Я не спросила больше ничего. Просто выключила воду, вытерла руки.
— Мама, не молчи так.
— Как?
— Осуждающе.
— Я не осуждаю, Маш.
— Ты всегда осуждаешь. Вот этим своим видом. Мол, опять не справилась. Опять.
Сжала полотенце.
— Маша, я ничего не сказала.
— Ты никогда ничего не говоришь. Ты просто молчишь — и всё понятно.
Она поставила стакан. Резко, громче чем нужно.
— Знаешь что самое смешное? Ты учила меня всему. Как писать, как говорить, что надевать на собеседование. А как провалить его — этому я сама научилась. Без тебя.
Горечь была такая, что я не нашлась что ответить.
— Маш…
— Не надо. Я спать.
Она ушла. Я стояла в кухне. За окном — девятиэтажка напротив, в окнах горел свет, чужие жизни, чужие кухни.
Я думала: всё что я делала — было любовью. Разве любовь может сломать?
Не спалось.
Около полуночи из-за стены — голос. Маша говорила по телефону. Негромко, но стены в хрущёвке тонкие — я слышала каждое слово. Не хотела слышать. Но слышала.
— Да нет, ну она не злая. Просто… не знаю.
Пауза. Подруга что-то отвечала.
— Она всегда так делала. Звонила сама, решала сама, даже в детстве — я помню, классе в пятом, контрольная по математике. Я не могла решить задачу. Мама взяла тетрадь и решила. Молча. Как будто так и надо.
Я стояла у стены в темноте. Не дышала.
— Теперь орёт что я несамостоятельная. А как мне быть самостоятельной, если она сама всё делала? Ну так воспитала. Что выросло — то выросло.
Смешок. Тихий, усталый — не злой даже. Просто усталый.
— Не умею я ничего, Катя. Правда не умею. Страшно это говорить вслух, понимаешь? Взрослая баба, двадцать три года. Не умею позвонить в банк.
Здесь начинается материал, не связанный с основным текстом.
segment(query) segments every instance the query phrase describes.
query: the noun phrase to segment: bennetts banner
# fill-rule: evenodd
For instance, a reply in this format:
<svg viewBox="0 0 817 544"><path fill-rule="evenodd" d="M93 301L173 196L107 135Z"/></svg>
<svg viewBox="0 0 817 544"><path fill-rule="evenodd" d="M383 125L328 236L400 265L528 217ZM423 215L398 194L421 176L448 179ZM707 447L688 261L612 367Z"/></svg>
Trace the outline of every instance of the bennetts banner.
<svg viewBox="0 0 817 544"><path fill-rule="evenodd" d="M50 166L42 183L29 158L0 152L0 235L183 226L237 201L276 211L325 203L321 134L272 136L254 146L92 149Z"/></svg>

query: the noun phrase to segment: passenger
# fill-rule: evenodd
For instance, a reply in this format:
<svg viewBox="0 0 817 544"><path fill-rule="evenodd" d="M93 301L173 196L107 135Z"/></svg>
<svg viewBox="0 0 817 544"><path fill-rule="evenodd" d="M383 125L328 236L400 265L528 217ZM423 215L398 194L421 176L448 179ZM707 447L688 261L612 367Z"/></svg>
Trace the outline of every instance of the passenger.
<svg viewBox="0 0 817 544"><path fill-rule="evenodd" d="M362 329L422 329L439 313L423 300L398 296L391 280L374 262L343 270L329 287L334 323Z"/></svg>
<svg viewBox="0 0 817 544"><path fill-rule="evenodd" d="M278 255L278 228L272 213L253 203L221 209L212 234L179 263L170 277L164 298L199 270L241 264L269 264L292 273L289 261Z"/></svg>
Не умею поговорить с начальником. Не умею… просто принять решение и не бояться.
Голос чуть дрогнул.
Я думала, что мне сейчас будет больно. Но не было боли. Было что-то другое — тяжёлое, тупое. Как когда долго несёшь что-то, и только поставив на пол, понимаешь: устала.
Я смотрела на дверь её комнаты. Светлая полоска под дверью. Она там, живая, говорит с подругой ночью, как нормальный человек. Только слова — не нормальные.
Пахло в коридоре старым линолеумом и чуть — борщом со вчера. Обычный запах. Наш запах, шестнадцать лет этот запах.
Шестнадцать лет я любила её так, как умела.
И именно так — сломала.
Я ушла на кухню. Села. Не плакала — плакать не получалось. Просто сидела в темноте и слушала, как за стеной дочь говорит подруге, что не умеет жить.
А потом свет под дверью погас.
И стало совсем тихо.
Утром Маша вышла в кухню в семь.
Я уже сидела с кофе. Она посмотрела на меня. Я — на неё. Ничего не сказала.
Она налила себе чай. Встала у окна.
— Мам.
— Да.
— Ты слышала?
Долгая пауза. Стены тонкие — мы обе это знали.
— Слышала.
Маша кивнула. Не извинилась. Не заплакала. Просто кивнула — будто поставила галочку.
— Ну вот.
И всё.
Она выпила чай и ушла в комнату. Потом оделась, взяла сумку, сказала что к подруге. Дверь закрылась.
Я сидела у стола. Смотрела на её чашку — она оставила её немытой. Всегда оставляла немытой, я всегда мыла за ней.
В этот раз я не встала.
Чашка простояла до вечера. Я на неё смотрела. Думала о том, что шестнадцать лет — это не срок, за который можно извиниться. И не срок, за который можно исправить. Это просто то, что есть.
Она права.
Я её сделала.
И теперь мы обе с этим живём.
Где граница между любовью и контролем? И если ты её не чувствовала — виновата ли?